There is no clear winner, and some languages offer a choice of options. Tcl's foreach offers a precedent for extending short lists with empty string elements, although this is one of the less widely supported approaches.

The route I am choosing is to support the three most common strategies. There are clearly arguments in favour of each of these, and I am not in a position to decide the one best answer (there's a good chance that no-one is).

Our prototype is:

map ?rule? cmdprefix list1 ?list2 ... listN?

Rule is one of "-shortest", "-longest" or "-equal" (prefixes are accepted).

In light of the TIP proposal I am anticipating the "bikeshed" response to this route, and I assert that the colour of this bikeshed is "Twylite". Different languages are clearly taking different approaches to this problem, and it is reasonable to assume that there is a justification for each approach. The extension approach used by foreach is popular in the Tcl community, but in the context of map it is clearly not popular in languages that have a strong Functional Programming heritage. I don't believe that anyone can provide a conclusive argument that their favoured approach is the best in all (or even most) circumstances. Moreover it is worth pointing our that an implementation that calculates the applicale length up front and then loops as foreach does (extending short lists) trivially supports all three cases. Unless someone can make a convincing argument that the C or bytecode implementation will suffer significantly from this approach, I see no reason to argue it.

Map does not have special continue or break handling. Some Tcl implementations of map-like operations do, and some users have found this useful. Nonetheless, special handling of continue or break would impose an order of processing and encourage side-effects in the cmdprefix. It is also surprisingly hard to get a cmdprefix to do something useful and be able to throw a TCL_BREAK or TCL_CONTINUE (as call frames stop these from propagating). In short, if you want to do fancy loop handling with continue or break, use foreach.

Stoneman: range/iota

range is a useful helper to generate input sets (in the mathematical sense) that can be further processed using higher-order functions.

Our prototype is:

range ?from? to ?step?

Stoneman: compose

compose implements function composition. Given two functions z=f(y) and y=g(x), the composition h = f . g (read as "f after g") produces a new function h such that z = h(x) = f(g(x)).

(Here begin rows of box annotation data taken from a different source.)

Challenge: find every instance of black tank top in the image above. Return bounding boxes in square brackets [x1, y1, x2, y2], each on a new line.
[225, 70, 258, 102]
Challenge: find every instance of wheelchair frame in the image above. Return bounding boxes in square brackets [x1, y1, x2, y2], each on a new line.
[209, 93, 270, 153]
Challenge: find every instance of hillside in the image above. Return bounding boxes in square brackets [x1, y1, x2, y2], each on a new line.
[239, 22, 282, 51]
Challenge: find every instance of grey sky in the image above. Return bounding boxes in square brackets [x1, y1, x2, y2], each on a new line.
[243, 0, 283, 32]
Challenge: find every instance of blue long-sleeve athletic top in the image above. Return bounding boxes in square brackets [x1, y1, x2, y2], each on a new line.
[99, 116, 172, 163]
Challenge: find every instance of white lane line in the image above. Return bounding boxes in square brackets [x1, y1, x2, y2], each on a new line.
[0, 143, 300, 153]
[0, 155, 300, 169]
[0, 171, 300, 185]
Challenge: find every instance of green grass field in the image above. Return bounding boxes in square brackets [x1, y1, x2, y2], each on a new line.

The implementation of compose raises three interesting questions:

  1. Can g() take more than one argument?
  2. Can f() take more than one argument, and if so how can g() return multiple values?
  3. Should compose be arbitrarily limited to two functions; why not 3 or more?

It would appear that (1) and (3) do no harm, and are easily implemented, so we'll go ahead and support them.

TBD: Complete the reasoning on (2). It looks like we can't support this without changing our understanding of what a function returns (until now we have quietly assumed that a function returns a single Tcl value (possibly a list)).

Our prototypes is:

compose func1 func2 ...

The functions are applied in reverse order, so func1 runs after (on the result of) func2 which runs after func3, and so on.